If you like ribs with history, do stop at the Snakepit Restaurant down the highway. And catch the 1890s melodrama at the Sixth Street theatre, where you hiss, boo and pitch popcorn at the villain and cheer the heroes. A total giggle.
But, really, all I want to do in these parts is ride my bike. Besides the Hiawatha, there’s the 72-mile-long Coeur d’Alene Trail. Again, it’s got history, a lot of it truly funky. The whole area is one of the richest silver mining territories on the planet. There are still a few working mines but, for decades, mine waste was just dropped wherever and poison fell from ore trails along the tracks.
The railroad (this time, the Union Pacific) eventually stopped running trains here but the little matter of the poison remained. The railroad had two choices: to spend billions digging out all the poison or cover it with plastic, dirt, gravel and asphalt for a mere $65 million and turn the right of way over to the state and the local Coeur d’Alene Indians for a park. Guess which they chose?

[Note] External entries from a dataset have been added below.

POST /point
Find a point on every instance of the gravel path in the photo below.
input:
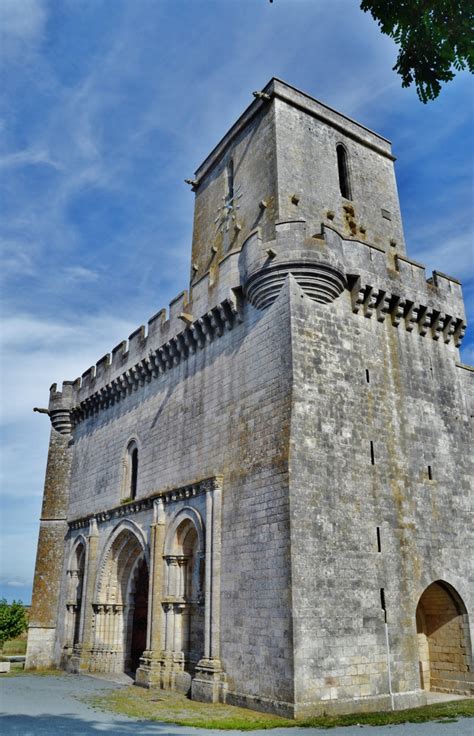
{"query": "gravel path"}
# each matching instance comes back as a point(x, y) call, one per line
point(51, 706)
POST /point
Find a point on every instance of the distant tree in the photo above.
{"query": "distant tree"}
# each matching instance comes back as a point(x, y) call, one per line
point(12, 620)
point(436, 39)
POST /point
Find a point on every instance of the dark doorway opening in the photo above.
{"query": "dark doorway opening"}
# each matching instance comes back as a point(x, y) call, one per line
point(140, 616)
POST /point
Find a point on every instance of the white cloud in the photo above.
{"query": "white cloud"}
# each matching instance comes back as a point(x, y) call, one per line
point(80, 274)
point(41, 352)
point(22, 25)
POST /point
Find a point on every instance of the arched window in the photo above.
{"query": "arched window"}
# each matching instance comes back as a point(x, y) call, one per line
point(130, 474)
point(343, 171)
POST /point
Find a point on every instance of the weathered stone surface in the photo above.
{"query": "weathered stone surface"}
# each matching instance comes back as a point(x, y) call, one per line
point(303, 464)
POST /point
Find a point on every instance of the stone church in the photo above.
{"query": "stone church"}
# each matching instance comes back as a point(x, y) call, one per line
point(262, 496)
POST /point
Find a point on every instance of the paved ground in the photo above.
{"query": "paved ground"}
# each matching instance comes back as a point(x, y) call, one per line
point(51, 706)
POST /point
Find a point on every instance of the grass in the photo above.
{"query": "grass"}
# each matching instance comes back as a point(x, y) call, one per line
point(170, 707)
point(17, 670)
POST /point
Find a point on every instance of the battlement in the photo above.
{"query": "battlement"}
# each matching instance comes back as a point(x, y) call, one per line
point(146, 353)
point(324, 263)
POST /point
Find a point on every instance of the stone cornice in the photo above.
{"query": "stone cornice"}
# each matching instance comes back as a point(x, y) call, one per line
point(369, 300)
point(144, 504)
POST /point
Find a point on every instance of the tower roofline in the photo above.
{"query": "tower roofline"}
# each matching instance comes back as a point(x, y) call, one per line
point(278, 89)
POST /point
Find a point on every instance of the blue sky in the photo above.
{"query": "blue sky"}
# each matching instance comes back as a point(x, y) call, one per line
point(107, 106)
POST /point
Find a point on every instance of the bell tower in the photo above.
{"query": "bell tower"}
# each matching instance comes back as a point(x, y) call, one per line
point(291, 159)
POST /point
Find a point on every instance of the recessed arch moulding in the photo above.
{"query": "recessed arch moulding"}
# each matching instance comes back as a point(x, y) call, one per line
point(168, 555)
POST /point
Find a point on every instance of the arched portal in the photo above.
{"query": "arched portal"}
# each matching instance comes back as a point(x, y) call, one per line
point(184, 593)
point(445, 657)
point(120, 610)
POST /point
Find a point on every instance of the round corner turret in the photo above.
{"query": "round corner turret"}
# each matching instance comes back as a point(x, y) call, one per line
point(315, 266)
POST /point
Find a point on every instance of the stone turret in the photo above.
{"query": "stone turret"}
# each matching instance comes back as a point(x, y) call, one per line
point(42, 636)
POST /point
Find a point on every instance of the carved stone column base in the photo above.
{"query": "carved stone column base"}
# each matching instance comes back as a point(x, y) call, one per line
point(149, 672)
point(209, 684)
point(165, 670)
point(79, 660)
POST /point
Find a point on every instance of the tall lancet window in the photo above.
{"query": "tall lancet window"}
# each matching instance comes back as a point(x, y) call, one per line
point(230, 181)
point(343, 170)
point(130, 471)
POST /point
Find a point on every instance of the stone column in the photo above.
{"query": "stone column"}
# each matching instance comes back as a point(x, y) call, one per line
point(149, 672)
point(209, 684)
point(81, 658)
point(43, 649)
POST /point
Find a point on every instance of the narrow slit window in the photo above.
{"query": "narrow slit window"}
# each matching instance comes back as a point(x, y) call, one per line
point(130, 472)
point(382, 602)
point(230, 181)
point(343, 170)
point(134, 472)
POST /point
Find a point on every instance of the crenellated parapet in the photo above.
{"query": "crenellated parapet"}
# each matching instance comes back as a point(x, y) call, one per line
point(324, 265)
point(144, 357)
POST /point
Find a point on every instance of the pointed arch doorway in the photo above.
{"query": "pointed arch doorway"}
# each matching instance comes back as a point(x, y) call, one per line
point(120, 611)
point(444, 646)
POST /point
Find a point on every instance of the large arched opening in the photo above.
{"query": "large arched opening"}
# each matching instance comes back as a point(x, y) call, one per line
point(120, 611)
point(444, 646)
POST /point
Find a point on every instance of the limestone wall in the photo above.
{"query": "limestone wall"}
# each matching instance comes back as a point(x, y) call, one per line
point(379, 487)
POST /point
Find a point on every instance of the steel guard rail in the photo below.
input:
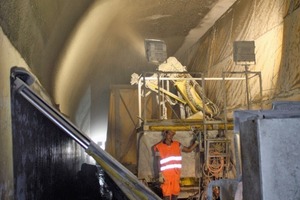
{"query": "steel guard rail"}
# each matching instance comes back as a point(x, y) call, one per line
point(132, 187)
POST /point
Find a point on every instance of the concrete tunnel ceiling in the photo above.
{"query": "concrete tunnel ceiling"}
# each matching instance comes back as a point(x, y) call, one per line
point(107, 45)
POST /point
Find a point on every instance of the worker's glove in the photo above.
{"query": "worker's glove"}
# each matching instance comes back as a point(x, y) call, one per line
point(161, 178)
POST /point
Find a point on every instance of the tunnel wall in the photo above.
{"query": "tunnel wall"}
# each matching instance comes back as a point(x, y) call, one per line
point(45, 159)
point(274, 27)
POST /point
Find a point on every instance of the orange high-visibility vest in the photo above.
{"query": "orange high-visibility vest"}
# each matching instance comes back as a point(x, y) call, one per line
point(170, 158)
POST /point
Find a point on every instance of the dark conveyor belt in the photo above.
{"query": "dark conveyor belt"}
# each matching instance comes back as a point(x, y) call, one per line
point(128, 182)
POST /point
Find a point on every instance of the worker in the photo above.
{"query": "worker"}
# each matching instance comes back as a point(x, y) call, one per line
point(169, 153)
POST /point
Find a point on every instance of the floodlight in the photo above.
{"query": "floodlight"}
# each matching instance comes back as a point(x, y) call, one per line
point(243, 52)
point(156, 51)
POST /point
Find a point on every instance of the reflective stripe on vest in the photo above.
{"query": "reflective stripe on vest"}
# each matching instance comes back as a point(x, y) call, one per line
point(172, 162)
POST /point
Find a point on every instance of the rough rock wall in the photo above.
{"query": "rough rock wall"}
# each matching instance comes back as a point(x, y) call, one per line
point(274, 27)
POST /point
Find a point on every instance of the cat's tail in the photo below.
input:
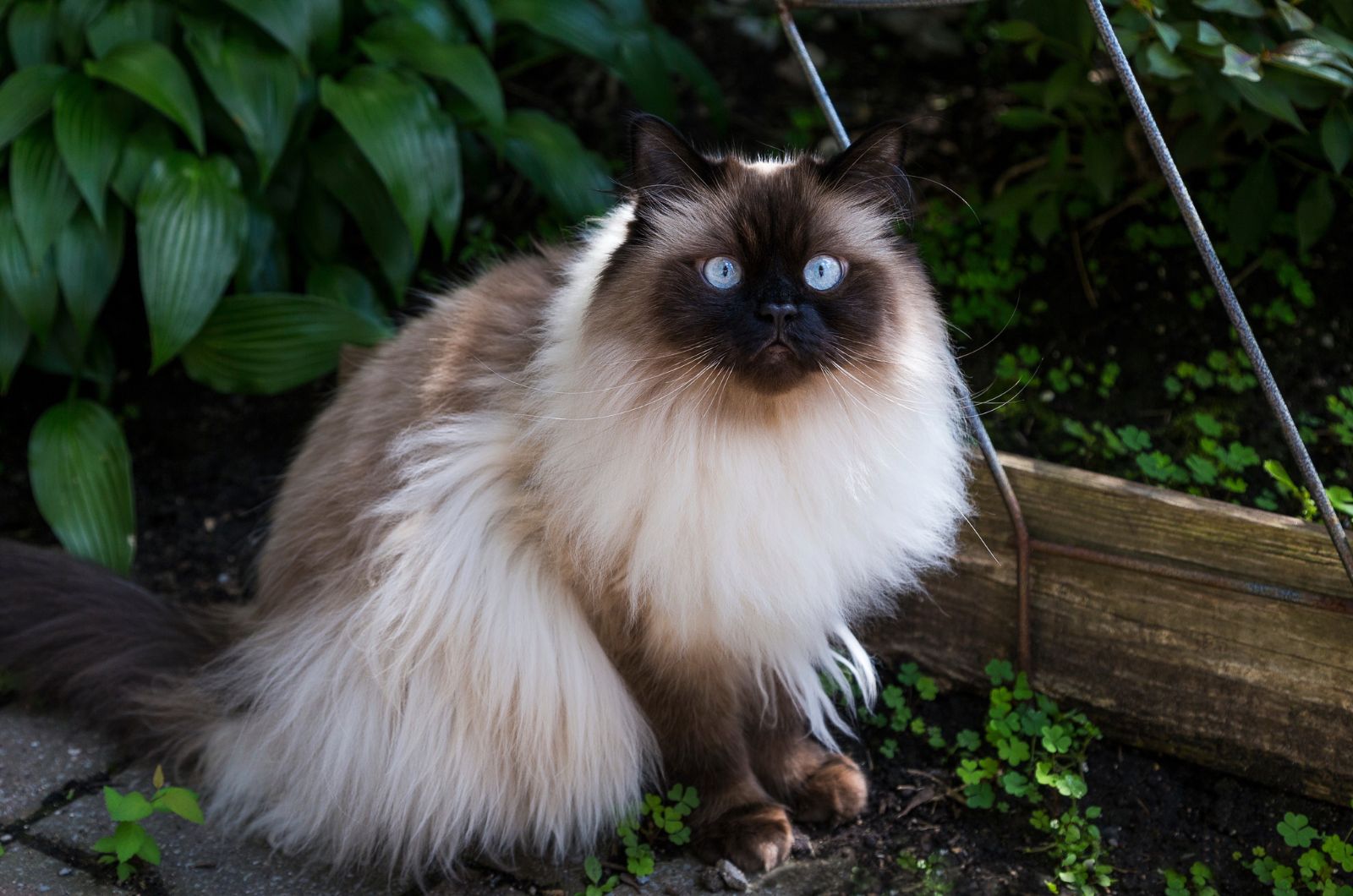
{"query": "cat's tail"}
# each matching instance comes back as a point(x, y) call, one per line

Today, the trail stretches from Mullen, a little mining town near the Montana border, to Plummer, a town on the Coeur d’Alene Indian reservation near the Washington border. Traversing it is like going on safari, with constantly changing scenery. Most folks stop somewhere in the middle—Wallace or Kellogg—and break up the riding over a two days.
Whichever you do it, you start in a narrow mountain canyon with steep walls thick with cedar, tamarack and aspen; then come out after Wallace into a wide plain where you see mounds of tailings and what’s left of the mines; and then go into wetlands (where I spot a moose in the creek not 10 feet from my front tire) and visit the Old Mission State Park at Cataldo. From there, one goes onto Harrison, a funky town with great ice cream, and over Chatcolet Bridge as it crosses the St. Joe River on Lake Coeur d’Alene.
The Chatcolet Bridge is another giggle. The original swing bridge is now stationary and covered by a sort of stair-step that is supposed to ease the climb up but only makes the trip down more than a bit exhilarating unless you’re standing on your brakes. Finally, you climb some 600 feet over four miles to the Coeur d’Alene Indian Reservation through thick forest with lake views. We did it in the rain and wound up at a cafe where my friend, with a shower cap over her bike helmet and giant bread bags on her legs, became camera fodder for the locals. Well, after all the pictures we’ve clicked of local folks on trips, I figure turnabout is only fair. All in all, Idaho offers many reasons to visit. But beware, some never do leave.
As for me, that $70,000 house in Wallace looks awfully tempting.